Abstract

Flue-cured tobacco grading plays a vital role in product acquisition and planting management. Due to the appearance similarity of inter-class tobacco leaves, the grading accuracy of existing algorithms could not conform to the requirements of accurate acquisition pricing and refined planting management. In this paper, we propose a feature-reinforced dual-encoder aggregation network (FDANet) on a machine vision-based platform for reliable tobacco grading. First, we propose a parallel dual-encoder structure consisting of the main encoder MobileNetV2 and the auxiliary encoder Swin Transformer, which is an indispensable component in the proposed FDANet. Furthermore, a well-designed multi-pooling channel aggregation (MCA) module extracts channel-related global information from the auxiliary encoder, which is leveraged to guide the main encoder. MCA transmits local effective information of the parallel dual-encoder to improve the classification accuracy. Additionally, the SMobileNetV2 blocks that embed the soft-attention module into the original MobileNetV2 blocks are proposed to enhance the representation of key channels.
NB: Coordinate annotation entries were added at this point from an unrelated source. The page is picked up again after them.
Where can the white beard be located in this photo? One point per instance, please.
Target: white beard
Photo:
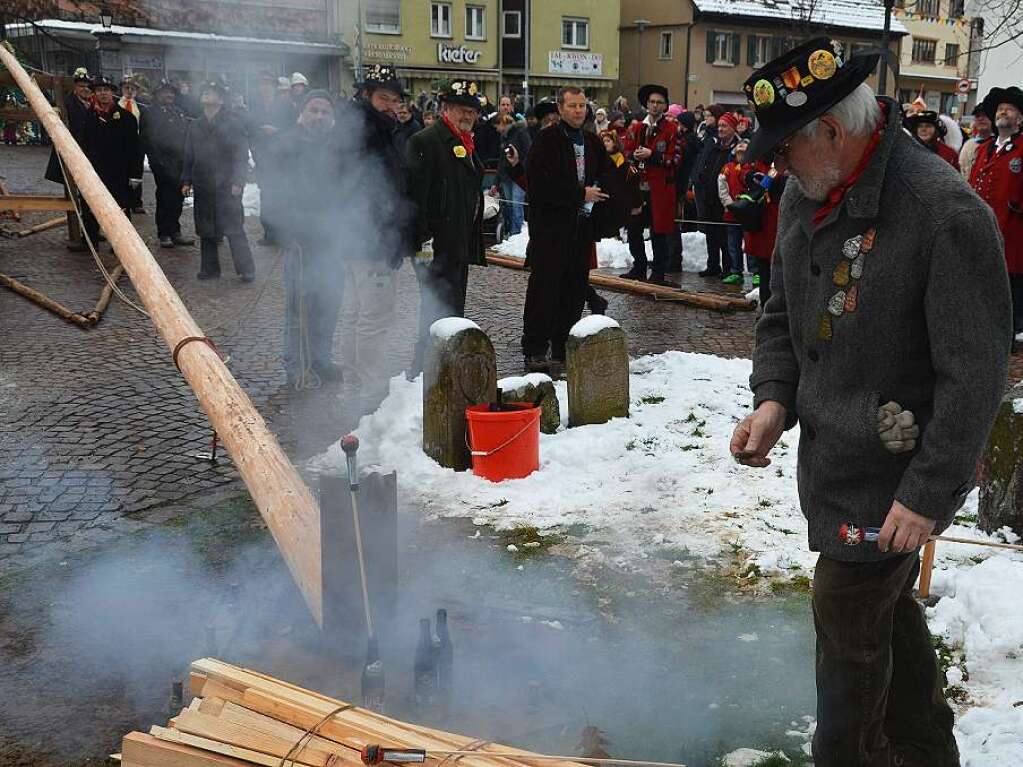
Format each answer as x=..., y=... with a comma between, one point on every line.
x=828, y=177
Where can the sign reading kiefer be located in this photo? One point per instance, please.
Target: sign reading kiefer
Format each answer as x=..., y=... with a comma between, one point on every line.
x=575, y=62
x=447, y=53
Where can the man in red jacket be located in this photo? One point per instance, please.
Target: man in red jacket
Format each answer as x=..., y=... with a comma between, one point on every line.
x=997, y=178
x=653, y=144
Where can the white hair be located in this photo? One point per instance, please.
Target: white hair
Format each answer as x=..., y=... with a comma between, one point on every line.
x=858, y=113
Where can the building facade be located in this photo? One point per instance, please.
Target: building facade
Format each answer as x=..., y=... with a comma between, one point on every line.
x=518, y=47
x=936, y=54
x=704, y=50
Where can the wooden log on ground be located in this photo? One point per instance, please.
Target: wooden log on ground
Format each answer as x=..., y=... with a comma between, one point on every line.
x=712, y=301
x=45, y=302
x=34, y=202
x=48, y=224
x=284, y=502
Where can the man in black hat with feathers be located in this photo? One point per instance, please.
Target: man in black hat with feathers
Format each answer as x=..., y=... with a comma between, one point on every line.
x=216, y=168
x=885, y=337
x=445, y=181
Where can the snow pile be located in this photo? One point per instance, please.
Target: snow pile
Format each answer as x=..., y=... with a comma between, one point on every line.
x=449, y=326
x=614, y=254
x=591, y=325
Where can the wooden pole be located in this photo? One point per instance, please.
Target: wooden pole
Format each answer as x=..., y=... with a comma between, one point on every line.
x=284, y=502
x=50, y=224
x=44, y=301
x=926, y=569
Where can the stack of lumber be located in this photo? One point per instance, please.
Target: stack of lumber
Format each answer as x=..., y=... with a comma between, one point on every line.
x=240, y=718
x=714, y=301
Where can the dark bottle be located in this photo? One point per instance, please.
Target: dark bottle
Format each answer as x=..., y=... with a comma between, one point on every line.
x=445, y=655
x=372, y=678
x=425, y=668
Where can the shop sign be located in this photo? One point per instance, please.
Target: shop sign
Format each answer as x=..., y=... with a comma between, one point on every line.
x=575, y=62
x=447, y=53
x=387, y=51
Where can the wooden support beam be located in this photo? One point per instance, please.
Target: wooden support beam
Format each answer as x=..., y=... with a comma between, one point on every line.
x=285, y=503
x=34, y=202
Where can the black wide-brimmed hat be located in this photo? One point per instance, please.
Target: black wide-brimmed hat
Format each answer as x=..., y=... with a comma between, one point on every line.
x=646, y=90
x=463, y=92
x=1010, y=95
x=382, y=77
x=799, y=86
x=928, y=117
x=543, y=107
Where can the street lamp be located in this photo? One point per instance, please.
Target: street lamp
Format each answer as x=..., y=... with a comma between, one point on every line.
x=641, y=24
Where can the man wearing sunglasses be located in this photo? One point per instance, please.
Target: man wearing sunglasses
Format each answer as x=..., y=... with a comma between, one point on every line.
x=889, y=313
Finally, a feature reinforcement architecture is proposed to integrate the thickness of main vein into visual feature vector since it is a crucial feature perceived by the human visual system. The experimental results show that the proposed FDANet achieves mean test Accuracy of 79.30%, outperforming the novel Swin Transformer by 6.34%. In addition, our FDANet brings significant improvement compared to six state-of-the-art classification algorithms.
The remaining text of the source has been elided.